Hello, I apologise if this is the wrong place to post but I am after a little advice I have written two poems and would like to have any advice on meter, it does'nt matter how much I try I cannot seem to fathom the syllabules, pattern and deciphering and would like to know what people think, thank you so much.
The piquant man proudly displaying a phalanx of medals,
Straight green line of death.
The tipsy gent with obscure stovepipe hat, conceited, demanding
“I pay my taxes!”
The young cadaverous cadet, leg contorted like an old oak tree.
The accident, a car wrecked and smashed, the victim a chauffeur.

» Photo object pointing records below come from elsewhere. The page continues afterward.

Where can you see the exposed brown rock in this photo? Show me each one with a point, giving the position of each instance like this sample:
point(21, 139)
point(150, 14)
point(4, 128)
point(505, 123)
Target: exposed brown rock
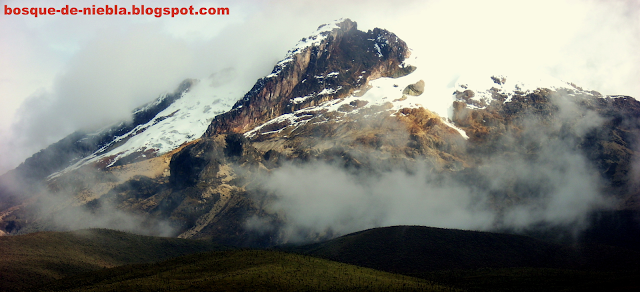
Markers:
point(346, 51)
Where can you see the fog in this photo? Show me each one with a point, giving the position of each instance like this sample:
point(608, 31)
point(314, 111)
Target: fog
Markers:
point(61, 74)
point(536, 176)
point(66, 73)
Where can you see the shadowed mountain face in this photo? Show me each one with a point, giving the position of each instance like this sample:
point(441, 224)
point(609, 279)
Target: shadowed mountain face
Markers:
point(416, 250)
point(340, 138)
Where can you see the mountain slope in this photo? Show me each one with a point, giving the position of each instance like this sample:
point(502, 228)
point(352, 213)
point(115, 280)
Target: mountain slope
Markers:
point(349, 131)
point(243, 270)
point(34, 259)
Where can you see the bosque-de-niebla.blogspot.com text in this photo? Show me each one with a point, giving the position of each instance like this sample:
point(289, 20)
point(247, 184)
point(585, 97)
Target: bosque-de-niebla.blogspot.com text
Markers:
point(116, 10)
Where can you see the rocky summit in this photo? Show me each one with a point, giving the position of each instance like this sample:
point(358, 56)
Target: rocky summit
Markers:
point(349, 109)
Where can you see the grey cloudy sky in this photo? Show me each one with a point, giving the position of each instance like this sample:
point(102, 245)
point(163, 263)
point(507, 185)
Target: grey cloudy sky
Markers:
point(63, 73)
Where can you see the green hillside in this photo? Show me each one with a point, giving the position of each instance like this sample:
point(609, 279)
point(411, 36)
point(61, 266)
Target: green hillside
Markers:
point(37, 258)
point(243, 270)
point(415, 249)
point(483, 261)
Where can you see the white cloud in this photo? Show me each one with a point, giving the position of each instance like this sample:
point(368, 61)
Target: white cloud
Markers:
point(93, 69)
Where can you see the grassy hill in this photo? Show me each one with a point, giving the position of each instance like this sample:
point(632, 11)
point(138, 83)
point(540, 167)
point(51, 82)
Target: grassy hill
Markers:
point(33, 259)
point(243, 270)
point(483, 261)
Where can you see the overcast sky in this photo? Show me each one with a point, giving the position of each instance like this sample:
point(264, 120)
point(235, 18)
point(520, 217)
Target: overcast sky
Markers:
point(60, 73)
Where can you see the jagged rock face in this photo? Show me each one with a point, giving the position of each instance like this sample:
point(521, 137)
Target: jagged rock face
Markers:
point(314, 107)
point(339, 64)
point(603, 129)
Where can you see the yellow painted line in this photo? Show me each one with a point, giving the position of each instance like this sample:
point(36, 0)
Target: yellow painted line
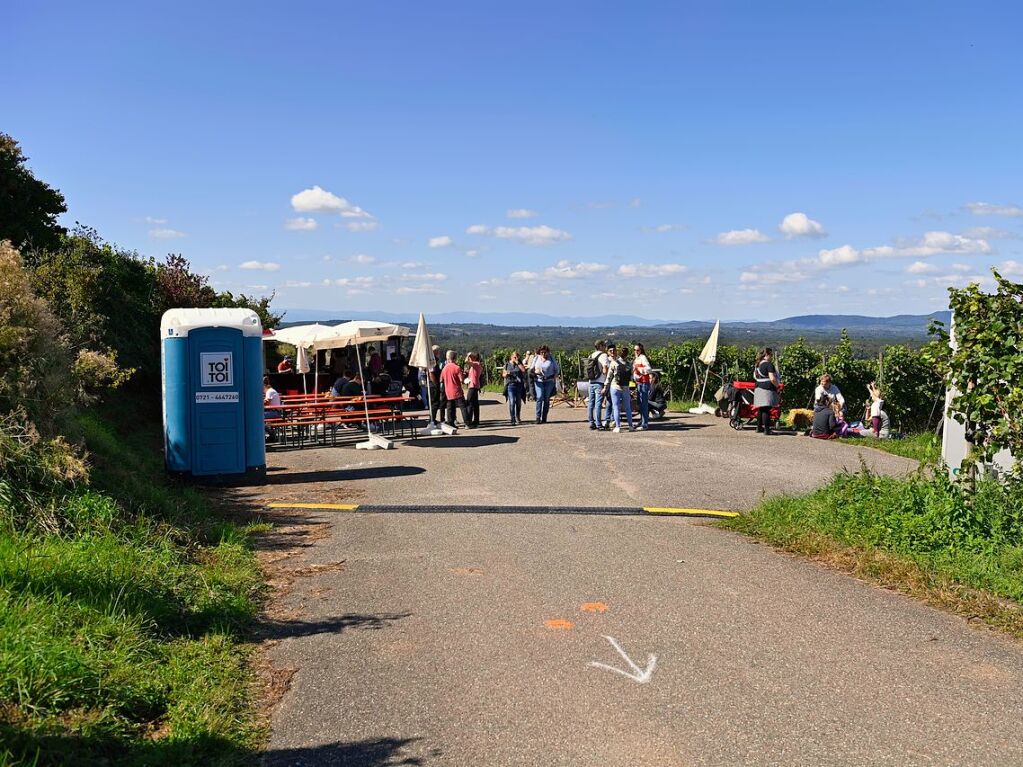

There lays the cap, surrounded by glinting shards
Splinters from the same glass mould of humanity
Splinters that must hold together, repair mend and fix
Fourteen-hour day, the longest shift.
My carriage, their carriage, siren screeching like a banshee
Speeding through night, to fix another splinter
Save another life.
On the corner of the busy London street
sits a dishevelled man
cap by his feet.
all tattered, reads
"Help me I'm poor"
propped up by a bundle of paper on the floor.
A sleeping bag rolled up
keeps out the cold
but, the elements have him
he is tired and old.
Does he feel resentment?
In his life,
What was written on the page?
He sits in silence,
watches the world go by
his lack of emotion,
makes you want to cry.
Has he no drive?
live, not survive!
We all walk past
lower our heads
is it not better to acknowledge instead?
let this happen today.
What if I told you he was a soldier yesterday?
Fought for this country,
Mine and yours too
Fought for what was right
Fought for what was true
Now left desolate
Washed up and used
begging for a life, from me and you too.